Respondent contends that the fair market value of Wolverine Tower on the date of the alleged gift 9 was the sale price of $9 million. Respondent argues Arbor's expert supports this determination. Arbor offered the testimony of Donald Wieme (Wieme), 10 whom we recognized as an expert in real estate valuation. Wieme determined two values for Wolverine Tower using a valuation date of December 31, 1992. First, Wieme determined that the "market value" was $9 million. In reaching this value, Wieme concluded the highest and best use of Wolverine Tower was "represented by its current use as an 11 story general office facility with adjacent one story extension." Wieme employed a sale comparison method, an income capitalization method, and a cost method. Wieme took into account various data on Ann Arbor, Michigan (Washtenaw County), including its location, demographics, population, and economy. Wieme followed an industry definition of the term "market value", under which the term meant:


9 Respondent contends the date of the gift was Dec. 31, 1992, the date the contract was signed. Petitioner contends the date of the gift was Feb. 25, 1993, the date the contract closed.

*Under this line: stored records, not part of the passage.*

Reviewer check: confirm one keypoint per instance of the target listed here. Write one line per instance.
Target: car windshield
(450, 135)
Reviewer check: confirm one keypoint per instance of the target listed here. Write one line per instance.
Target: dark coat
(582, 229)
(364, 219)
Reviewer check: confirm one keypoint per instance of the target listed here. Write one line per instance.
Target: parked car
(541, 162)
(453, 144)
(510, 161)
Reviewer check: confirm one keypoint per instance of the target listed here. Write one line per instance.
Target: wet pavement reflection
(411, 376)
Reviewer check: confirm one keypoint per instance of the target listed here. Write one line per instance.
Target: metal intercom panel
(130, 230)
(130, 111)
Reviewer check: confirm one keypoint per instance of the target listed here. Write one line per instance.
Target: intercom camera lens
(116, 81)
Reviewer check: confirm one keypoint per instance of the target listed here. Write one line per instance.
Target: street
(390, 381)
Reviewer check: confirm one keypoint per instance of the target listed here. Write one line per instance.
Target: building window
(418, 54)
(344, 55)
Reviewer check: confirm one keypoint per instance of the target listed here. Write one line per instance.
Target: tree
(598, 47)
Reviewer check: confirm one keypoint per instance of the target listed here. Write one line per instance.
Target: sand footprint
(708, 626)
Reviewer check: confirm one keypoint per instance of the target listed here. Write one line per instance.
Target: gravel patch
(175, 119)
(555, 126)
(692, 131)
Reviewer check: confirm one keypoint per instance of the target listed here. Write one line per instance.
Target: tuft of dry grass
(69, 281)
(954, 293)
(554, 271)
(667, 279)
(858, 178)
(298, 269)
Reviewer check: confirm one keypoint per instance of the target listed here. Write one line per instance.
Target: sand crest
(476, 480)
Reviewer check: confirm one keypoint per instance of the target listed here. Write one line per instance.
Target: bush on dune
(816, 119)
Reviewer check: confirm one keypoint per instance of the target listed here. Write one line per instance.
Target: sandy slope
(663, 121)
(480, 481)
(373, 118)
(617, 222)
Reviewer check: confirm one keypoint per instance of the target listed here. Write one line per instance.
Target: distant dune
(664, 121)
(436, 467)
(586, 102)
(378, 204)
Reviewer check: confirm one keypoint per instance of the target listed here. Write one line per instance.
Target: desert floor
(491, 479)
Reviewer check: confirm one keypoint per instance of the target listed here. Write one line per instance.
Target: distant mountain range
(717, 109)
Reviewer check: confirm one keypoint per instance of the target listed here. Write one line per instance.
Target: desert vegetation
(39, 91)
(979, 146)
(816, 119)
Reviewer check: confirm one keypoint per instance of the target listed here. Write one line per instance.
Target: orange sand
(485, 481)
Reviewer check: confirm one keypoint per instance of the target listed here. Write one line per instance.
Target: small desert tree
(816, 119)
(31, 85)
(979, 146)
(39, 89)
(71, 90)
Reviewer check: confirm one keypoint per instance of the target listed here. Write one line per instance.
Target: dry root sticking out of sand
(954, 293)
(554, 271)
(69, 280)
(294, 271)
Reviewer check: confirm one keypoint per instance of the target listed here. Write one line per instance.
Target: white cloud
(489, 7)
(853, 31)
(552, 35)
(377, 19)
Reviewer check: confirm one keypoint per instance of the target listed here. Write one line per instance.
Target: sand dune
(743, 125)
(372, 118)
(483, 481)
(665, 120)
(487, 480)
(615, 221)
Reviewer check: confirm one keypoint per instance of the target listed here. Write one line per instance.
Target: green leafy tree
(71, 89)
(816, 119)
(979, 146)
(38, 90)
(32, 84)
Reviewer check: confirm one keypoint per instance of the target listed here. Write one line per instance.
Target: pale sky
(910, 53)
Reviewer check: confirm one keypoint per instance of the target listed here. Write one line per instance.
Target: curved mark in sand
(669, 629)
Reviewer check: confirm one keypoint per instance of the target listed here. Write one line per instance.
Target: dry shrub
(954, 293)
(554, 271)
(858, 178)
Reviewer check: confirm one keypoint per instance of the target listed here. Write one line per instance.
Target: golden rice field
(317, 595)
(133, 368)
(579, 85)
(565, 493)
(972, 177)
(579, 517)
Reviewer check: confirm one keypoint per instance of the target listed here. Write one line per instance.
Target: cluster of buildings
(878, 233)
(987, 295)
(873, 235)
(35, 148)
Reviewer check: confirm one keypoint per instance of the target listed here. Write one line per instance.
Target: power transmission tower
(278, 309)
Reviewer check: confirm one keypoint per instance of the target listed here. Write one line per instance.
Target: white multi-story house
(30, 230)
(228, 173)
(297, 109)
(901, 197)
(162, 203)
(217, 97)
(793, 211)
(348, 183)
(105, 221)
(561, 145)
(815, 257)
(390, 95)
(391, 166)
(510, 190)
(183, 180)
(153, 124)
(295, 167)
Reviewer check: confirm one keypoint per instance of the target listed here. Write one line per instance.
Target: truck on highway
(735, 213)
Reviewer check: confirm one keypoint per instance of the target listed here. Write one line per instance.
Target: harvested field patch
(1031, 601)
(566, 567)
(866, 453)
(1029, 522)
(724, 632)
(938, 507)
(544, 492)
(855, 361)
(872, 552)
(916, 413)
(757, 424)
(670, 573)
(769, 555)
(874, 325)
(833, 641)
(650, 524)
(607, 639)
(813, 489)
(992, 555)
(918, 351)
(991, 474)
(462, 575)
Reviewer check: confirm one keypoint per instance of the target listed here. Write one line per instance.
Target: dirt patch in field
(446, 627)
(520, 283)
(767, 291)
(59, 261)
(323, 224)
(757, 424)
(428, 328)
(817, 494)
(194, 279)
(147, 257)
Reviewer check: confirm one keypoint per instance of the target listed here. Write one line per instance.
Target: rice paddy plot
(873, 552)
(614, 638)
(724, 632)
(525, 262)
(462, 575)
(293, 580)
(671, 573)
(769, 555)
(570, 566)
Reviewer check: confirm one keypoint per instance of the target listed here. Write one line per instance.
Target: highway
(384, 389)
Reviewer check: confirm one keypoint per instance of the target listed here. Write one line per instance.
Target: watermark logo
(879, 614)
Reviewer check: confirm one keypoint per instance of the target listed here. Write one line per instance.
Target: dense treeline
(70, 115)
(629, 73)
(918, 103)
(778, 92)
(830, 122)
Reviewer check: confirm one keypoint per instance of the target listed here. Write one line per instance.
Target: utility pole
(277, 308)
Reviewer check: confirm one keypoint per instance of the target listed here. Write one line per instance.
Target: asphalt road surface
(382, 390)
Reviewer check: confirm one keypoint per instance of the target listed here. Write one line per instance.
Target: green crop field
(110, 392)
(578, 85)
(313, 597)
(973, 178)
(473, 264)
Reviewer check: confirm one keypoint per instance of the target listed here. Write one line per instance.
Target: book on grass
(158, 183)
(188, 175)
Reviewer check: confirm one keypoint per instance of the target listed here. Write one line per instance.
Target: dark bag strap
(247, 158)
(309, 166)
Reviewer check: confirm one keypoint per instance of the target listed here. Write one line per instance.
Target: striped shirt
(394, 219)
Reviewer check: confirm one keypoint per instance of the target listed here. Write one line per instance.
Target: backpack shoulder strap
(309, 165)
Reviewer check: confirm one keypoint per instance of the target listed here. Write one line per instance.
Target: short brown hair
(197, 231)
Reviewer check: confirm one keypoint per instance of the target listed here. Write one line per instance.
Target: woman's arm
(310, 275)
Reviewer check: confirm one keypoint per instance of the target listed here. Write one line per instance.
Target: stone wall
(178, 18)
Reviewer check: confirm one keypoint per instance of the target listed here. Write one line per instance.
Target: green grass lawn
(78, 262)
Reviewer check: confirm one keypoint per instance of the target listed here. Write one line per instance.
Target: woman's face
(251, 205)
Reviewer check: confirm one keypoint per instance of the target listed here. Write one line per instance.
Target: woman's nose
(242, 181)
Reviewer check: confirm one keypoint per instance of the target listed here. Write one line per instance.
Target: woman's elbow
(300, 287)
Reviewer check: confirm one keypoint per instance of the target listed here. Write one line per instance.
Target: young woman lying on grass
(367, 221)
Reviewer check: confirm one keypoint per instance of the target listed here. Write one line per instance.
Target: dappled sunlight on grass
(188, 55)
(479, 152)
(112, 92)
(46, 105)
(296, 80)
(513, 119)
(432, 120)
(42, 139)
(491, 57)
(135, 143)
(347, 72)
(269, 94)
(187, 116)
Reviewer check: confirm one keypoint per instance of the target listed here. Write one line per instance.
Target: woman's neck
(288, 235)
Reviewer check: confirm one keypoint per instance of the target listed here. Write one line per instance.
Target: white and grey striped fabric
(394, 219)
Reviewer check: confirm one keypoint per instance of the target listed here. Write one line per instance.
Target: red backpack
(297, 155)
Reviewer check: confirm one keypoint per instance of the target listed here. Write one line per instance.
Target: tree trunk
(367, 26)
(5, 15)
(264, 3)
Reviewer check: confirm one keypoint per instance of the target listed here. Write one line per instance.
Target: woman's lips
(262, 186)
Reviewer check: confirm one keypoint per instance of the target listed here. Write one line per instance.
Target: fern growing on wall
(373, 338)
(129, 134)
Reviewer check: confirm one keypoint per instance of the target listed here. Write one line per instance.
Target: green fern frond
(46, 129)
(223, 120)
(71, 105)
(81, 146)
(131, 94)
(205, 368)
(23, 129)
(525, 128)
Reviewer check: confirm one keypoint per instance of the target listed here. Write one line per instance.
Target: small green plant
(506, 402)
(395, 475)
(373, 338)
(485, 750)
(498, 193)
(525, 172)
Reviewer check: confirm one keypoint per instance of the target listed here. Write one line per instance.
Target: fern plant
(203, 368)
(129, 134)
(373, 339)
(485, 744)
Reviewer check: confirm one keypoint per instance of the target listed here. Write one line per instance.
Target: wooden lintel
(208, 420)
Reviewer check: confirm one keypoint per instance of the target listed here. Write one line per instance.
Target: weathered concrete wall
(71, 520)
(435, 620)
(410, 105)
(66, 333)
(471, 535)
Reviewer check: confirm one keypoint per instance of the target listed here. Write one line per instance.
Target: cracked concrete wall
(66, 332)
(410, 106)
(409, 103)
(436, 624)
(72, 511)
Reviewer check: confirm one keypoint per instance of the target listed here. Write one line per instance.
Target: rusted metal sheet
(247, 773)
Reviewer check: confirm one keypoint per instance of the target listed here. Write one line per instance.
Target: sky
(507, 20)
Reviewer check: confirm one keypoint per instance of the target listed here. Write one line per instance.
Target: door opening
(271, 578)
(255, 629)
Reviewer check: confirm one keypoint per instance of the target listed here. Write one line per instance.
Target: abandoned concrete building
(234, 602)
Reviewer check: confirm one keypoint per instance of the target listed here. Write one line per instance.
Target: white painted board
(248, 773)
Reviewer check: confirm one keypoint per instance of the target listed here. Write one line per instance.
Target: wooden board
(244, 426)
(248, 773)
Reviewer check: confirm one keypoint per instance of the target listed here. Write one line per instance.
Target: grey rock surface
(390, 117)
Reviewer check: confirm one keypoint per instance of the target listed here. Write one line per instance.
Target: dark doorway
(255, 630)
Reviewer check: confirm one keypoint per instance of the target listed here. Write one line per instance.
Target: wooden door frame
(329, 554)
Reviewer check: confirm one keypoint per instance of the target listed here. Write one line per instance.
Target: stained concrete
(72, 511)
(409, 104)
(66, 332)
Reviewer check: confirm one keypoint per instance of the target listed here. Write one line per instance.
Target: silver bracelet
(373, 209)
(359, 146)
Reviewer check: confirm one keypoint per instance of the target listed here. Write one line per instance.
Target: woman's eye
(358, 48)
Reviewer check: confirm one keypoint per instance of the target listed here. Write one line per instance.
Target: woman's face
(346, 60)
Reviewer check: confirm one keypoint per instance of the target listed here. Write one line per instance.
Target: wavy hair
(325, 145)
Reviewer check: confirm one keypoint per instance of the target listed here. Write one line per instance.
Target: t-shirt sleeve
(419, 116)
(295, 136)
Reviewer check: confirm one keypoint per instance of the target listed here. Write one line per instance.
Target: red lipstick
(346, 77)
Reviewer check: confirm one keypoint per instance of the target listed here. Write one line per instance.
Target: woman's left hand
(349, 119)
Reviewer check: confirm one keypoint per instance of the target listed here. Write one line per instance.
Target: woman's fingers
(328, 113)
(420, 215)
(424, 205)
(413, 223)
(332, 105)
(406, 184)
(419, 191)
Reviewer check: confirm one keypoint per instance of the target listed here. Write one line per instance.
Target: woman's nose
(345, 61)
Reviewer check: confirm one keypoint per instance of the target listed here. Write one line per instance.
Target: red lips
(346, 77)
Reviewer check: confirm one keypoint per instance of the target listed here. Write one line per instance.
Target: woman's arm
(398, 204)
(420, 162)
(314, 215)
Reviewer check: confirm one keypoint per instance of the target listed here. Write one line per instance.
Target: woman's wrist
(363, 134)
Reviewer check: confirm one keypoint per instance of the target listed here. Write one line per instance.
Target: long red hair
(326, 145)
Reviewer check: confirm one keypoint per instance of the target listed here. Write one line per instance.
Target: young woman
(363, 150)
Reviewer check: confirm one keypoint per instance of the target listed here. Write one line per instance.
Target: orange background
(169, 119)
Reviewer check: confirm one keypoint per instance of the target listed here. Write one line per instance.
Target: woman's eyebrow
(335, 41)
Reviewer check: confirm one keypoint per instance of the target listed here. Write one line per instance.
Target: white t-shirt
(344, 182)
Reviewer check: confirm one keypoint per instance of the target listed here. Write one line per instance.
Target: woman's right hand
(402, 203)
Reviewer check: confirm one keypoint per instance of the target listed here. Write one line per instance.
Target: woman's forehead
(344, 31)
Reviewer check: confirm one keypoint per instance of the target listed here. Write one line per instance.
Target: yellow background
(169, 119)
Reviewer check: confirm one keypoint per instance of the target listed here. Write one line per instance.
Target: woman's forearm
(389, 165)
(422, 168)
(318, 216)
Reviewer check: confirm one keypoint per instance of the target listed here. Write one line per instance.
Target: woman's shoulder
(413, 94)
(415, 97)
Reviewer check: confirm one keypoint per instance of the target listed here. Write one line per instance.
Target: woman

10 Wieme holds a bachelor of arts from Wayne State University and has been appraising real estate since 1964. He holds several professional designations, including the MAI designation (American Institute of Real Estate Appraisers), the SRPA designation (senior real estate property appraiser), and the SRA designation (senior residential appraiser).


"Market value" means the most probable price which a property should bring in a competitive and open market under all conditions requisite to a fair sale, the buyer and seller each acting prudently and knowledgeably, and assuming the price is not affected by undue stimulus. Implicit in this definition is the consummation of a sale as of a specified date and the passing of title from seller to buyer under conditions whereby:

1. Buyer and seller are typically motivated;

2. Both parties are well informed or well advised, and each acting in what he considers his own best interest;

3. A reasonable time is allowed for exposure in the open market;

4. Payment is made in terms of cash in U.S. dollars or in terms of financial arrangements comparable thereto; and

5. The price represents the normal consideration for the property sold, unaffected by special or creative financing or sale concessions granted by anyone associated with the sale.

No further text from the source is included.